I was born three months later in March 1945 in a Town named ‘Konigshutte’ not more than 15 or so Kilometers North west of Auschwitz. The name means the ‘King’s small house’. A week after my arrival the Hospital I was born in was destroyed by Russian Bombers. My mother was rooming with an elderly German couple who were ordered by Polish authorities to vacate their house forthwith. They owned a small sedan and offered my mother a ride to my Uncle’s place near Berlin. She declined and commenced an epic journey, again on foot but with me in a pram and towing a cart with some belongings which are with me to this day.
I’ve heard this story all my life. My mother passed at age 94, she was a tough and resourceful person I am completely convinced the entire gas-chamber part of the holocaust legend is a monstrous fabrication to justify the existence of Israel. Jews suffered in WW2, just like everyone else.
It was real. I knew a man whose pregnant wife was led away from him and he never saw her again or the rest of his family.

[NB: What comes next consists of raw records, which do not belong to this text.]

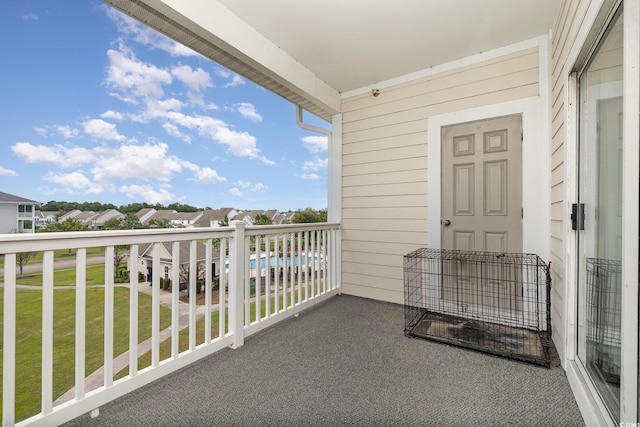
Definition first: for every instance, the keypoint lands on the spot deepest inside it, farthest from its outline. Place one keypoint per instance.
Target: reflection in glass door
(600, 204)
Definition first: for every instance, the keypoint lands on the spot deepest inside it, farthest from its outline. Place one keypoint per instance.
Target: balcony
(332, 359)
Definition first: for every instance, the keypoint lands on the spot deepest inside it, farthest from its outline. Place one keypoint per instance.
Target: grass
(62, 254)
(66, 276)
(29, 340)
(183, 337)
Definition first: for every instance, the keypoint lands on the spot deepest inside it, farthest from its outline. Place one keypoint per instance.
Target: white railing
(266, 274)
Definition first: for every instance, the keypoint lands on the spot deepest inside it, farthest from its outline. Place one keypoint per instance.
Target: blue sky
(97, 107)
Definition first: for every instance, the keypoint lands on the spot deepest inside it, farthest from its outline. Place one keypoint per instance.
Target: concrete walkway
(96, 379)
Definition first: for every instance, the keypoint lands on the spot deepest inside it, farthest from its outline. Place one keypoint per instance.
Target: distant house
(178, 219)
(90, 219)
(42, 218)
(215, 217)
(97, 222)
(15, 213)
(166, 259)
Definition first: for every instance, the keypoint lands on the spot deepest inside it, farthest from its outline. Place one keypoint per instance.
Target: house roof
(175, 216)
(212, 215)
(145, 251)
(313, 52)
(10, 198)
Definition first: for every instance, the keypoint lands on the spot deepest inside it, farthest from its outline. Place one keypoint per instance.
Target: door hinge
(577, 216)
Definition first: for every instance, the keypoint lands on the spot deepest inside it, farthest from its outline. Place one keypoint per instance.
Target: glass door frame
(630, 213)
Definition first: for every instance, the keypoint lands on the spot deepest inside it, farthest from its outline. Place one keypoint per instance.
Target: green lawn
(66, 276)
(29, 341)
(62, 254)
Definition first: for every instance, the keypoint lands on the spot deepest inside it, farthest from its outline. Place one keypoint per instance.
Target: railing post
(236, 284)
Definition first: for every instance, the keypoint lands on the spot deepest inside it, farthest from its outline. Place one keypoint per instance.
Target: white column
(236, 284)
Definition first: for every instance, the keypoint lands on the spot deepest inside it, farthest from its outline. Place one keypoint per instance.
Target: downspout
(337, 273)
(311, 127)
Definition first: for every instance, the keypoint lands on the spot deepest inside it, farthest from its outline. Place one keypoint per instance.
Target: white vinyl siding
(384, 163)
(564, 34)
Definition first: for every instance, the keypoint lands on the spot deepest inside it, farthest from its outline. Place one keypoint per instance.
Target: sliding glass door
(598, 216)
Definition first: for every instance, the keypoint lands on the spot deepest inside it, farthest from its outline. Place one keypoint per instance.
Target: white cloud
(145, 35)
(65, 131)
(100, 129)
(240, 144)
(221, 72)
(74, 183)
(148, 194)
(7, 172)
(60, 155)
(146, 161)
(249, 185)
(173, 130)
(310, 176)
(130, 78)
(196, 80)
(235, 192)
(315, 165)
(315, 144)
(237, 80)
(205, 175)
(113, 115)
(248, 111)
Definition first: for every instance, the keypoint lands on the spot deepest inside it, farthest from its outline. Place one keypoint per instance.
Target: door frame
(588, 400)
(535, 170)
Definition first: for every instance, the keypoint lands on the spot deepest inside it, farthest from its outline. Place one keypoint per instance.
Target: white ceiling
(351, 44)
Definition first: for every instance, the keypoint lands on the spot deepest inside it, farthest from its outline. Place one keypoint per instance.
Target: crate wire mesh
(604, 314)
(498, 303)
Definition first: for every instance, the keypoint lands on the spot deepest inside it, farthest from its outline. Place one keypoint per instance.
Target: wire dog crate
(497, 303)
(604, 314)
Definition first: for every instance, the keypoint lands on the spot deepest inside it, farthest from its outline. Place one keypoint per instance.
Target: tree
(262, 219)
(309, 215)
(22, 258)
(160, 223)
(69, 224)
(128, 222)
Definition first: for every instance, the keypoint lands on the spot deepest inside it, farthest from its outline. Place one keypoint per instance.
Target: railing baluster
(81, 313)
(247, 279)
(285, 270)
(108, 316)
(133, 310)
(207, 291)
(258, 280)
(306, 265)
(276, 272)
(155, 305)
(9, 342)
(290, 243)
(267, 264)
(299, 266)
(193, 276)
(222, 291)
(175, 300)
(237, 262)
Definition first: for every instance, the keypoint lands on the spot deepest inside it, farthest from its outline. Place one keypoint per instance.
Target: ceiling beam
(212, 30)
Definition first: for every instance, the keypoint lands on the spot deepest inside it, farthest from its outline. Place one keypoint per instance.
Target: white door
(482, 185)
(482, 211)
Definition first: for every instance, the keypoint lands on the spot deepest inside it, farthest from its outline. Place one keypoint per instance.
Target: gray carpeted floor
(347, 362)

He was taken from Salonica Greece. Aaron Abraham. His story is recorded somewhere but I have not been able to obtain it. I remember when he went to Sacramento for some ceremony for survivors. He had a tattoo on his arm. One finger was crooked because it froze and he somehow slashed it to make it bleed and thus regain blood flow but it didn’t heal properly. He did keep his finger! He described his job of moving dead bodies into pits. It happened. A more likely explanation is that your mother simply didn’t see…as in did not SEE with understanding. People were naive back then. It’s easy to confuse people even now. The horror of the truth is too much for some.